Судорожно подергиваясь, Филипп вызвал к себе Петра Флотта — великого искусника по части изобретения новых податей, налогов и всяческих финансовых хитростей.
— Пиши ордонанс, мой Флотт. Под страхом смерти воспрещаю вывоз за границу оружия, лошадей, металлов как в звонкой монете, так и в слитках. Записал? Ну берегись же, святейший дуралей… Что еще можно к сему присовокупить, Флотт?
— Полагаю, сир, что полезно было бы ограничить трассирование иностранных векселей французскими деньгами. Это сразу же восстановит против его святейшества все италийские города. Купцы Флоренции, Генуи, Венецианской республики усмотрят в действиях римского престола посягательство на свободу торговли. Лица же, кои пользуются во Франции рентой с предоставленных в пользу церкви имений, станут вполне справедливо сетовать на пресечение своих доходов. А кто виноват? Король? Увы, Франция была вынуждена защищаться!
— Полагаешь, все так и поймут?
— Как же иначе, сир? Более того, чтобы еще острее направить недовольство по нужному адресу, не надобно вообще упоминать великого понтифика в ордонансе. И эту буллу его, продиктованную сердцем горячим, но поспешным…
— Ты учишь своего короля смирению, Флотт?
— Я учусь у него мудрости и… Ах, право, сир, папа наполовину испортил свою буллу хулой. Это от слабости. Силе присуще хладнокровие. Станем же наслаждаться чистотой удара.
— Это дает наслаждение?
— Отчего же нет, сир? Как всякая точная игра. Уверяю вас, папа в ослеплении гнева не предвидел нашей ответной меры. Мы же, напротив, способны с холодной кровью предугадать его следующий ход.

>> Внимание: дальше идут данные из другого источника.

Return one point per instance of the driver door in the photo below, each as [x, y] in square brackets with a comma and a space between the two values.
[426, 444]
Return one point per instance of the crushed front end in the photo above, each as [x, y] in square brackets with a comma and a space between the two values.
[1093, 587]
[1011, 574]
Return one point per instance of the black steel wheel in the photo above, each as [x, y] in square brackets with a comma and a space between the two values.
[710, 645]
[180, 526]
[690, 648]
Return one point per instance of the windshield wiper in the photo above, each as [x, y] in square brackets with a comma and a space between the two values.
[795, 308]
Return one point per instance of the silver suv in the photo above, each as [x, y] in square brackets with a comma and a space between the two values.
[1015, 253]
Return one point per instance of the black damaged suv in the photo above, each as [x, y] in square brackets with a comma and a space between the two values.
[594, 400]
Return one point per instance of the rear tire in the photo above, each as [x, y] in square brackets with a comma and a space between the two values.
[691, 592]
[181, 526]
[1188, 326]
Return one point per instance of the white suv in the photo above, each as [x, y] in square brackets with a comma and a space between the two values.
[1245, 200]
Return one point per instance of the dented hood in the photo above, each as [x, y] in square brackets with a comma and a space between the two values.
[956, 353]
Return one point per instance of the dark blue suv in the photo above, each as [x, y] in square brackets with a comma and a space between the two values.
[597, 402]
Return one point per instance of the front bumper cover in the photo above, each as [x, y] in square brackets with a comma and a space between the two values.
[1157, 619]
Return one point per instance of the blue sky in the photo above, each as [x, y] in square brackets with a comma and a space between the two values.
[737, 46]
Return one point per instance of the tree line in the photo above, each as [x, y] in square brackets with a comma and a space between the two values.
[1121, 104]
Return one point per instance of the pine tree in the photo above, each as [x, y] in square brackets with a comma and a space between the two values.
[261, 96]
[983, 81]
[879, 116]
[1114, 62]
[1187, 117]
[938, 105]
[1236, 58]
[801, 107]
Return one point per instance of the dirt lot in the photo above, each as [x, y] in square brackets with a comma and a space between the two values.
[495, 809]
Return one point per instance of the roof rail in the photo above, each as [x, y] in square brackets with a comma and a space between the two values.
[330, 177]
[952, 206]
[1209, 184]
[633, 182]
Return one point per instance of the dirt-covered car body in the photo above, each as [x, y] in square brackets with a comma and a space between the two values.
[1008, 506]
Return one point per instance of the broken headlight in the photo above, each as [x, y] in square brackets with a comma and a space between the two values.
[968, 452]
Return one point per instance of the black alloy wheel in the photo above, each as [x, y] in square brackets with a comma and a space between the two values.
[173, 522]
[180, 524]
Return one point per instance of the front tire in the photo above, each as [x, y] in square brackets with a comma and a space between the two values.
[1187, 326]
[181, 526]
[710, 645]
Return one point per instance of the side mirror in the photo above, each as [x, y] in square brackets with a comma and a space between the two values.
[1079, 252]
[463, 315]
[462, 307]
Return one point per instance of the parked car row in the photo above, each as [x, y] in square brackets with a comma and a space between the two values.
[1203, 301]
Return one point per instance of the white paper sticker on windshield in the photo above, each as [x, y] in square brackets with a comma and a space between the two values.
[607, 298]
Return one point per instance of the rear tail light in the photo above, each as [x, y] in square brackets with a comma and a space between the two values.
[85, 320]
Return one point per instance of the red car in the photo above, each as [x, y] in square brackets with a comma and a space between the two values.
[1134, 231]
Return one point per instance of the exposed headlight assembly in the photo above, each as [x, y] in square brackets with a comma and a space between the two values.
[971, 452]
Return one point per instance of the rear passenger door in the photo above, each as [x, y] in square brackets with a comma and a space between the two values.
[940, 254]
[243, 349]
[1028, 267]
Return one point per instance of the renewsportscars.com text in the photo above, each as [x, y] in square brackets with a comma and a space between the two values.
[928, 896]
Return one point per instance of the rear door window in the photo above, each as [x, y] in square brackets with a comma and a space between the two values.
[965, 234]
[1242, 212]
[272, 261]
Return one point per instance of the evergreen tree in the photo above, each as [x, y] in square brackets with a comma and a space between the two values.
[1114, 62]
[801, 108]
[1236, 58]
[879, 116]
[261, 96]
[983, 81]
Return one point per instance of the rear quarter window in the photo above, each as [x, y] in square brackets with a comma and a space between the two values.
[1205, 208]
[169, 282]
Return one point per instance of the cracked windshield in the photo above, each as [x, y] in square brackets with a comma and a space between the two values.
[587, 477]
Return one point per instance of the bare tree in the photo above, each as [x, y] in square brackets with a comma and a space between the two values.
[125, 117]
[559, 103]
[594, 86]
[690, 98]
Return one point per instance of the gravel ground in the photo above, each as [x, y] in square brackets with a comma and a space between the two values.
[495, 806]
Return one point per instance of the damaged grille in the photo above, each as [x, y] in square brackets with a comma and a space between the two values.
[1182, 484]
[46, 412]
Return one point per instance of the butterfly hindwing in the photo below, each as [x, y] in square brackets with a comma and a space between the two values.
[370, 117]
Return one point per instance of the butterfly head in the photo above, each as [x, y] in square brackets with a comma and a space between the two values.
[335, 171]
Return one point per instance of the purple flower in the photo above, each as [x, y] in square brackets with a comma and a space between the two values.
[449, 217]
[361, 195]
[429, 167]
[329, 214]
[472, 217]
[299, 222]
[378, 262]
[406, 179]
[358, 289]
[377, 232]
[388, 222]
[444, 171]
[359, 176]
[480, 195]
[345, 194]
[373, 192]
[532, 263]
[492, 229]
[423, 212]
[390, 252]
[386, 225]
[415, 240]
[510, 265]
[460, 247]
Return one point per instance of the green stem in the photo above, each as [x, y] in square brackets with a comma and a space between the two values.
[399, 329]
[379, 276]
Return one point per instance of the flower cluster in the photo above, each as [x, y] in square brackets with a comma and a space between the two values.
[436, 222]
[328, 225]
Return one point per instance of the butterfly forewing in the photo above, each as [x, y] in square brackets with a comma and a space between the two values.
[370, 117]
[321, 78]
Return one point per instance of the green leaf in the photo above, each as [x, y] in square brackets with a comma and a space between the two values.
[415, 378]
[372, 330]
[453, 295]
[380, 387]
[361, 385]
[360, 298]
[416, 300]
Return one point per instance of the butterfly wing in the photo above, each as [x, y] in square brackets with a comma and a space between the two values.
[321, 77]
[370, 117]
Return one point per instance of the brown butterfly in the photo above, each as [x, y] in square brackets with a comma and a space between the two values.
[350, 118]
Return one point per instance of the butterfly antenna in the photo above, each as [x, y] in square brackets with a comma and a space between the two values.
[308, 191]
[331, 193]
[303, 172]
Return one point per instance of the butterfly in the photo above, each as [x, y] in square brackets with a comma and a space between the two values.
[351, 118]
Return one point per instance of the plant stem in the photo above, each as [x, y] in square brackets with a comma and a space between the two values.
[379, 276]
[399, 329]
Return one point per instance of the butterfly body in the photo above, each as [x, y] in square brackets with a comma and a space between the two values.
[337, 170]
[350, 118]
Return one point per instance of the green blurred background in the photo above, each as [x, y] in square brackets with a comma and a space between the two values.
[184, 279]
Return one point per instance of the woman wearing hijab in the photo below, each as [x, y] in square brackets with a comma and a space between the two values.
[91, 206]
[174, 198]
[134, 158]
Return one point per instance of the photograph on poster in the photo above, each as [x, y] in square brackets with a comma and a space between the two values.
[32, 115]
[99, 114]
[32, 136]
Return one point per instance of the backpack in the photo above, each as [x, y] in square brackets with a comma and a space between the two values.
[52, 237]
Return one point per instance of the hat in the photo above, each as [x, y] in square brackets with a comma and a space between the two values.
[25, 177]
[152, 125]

— И как выпадут кости, Флотт? — Лицо короля исказила улыбка. — Скажи мне.
— Никак, сир. Что еще может предпринять против нас Рим? Полагаю, что святейшая лиса подожмет хвост. Ну, появится новая булла, почти дословно повторяющая прежнюю… это только ослабит силу папских постановлений. Возможно, добавятся мелкие дипломатические интриги. Только и всего.
— А мы, Флотт?
— Будем гнуть свое. Твердо и неуклонно. Пусть врагам станет еще страшнее от нашего упорства, которое, я уверен, они назовут тупым. Что ж, тем лучше, сир.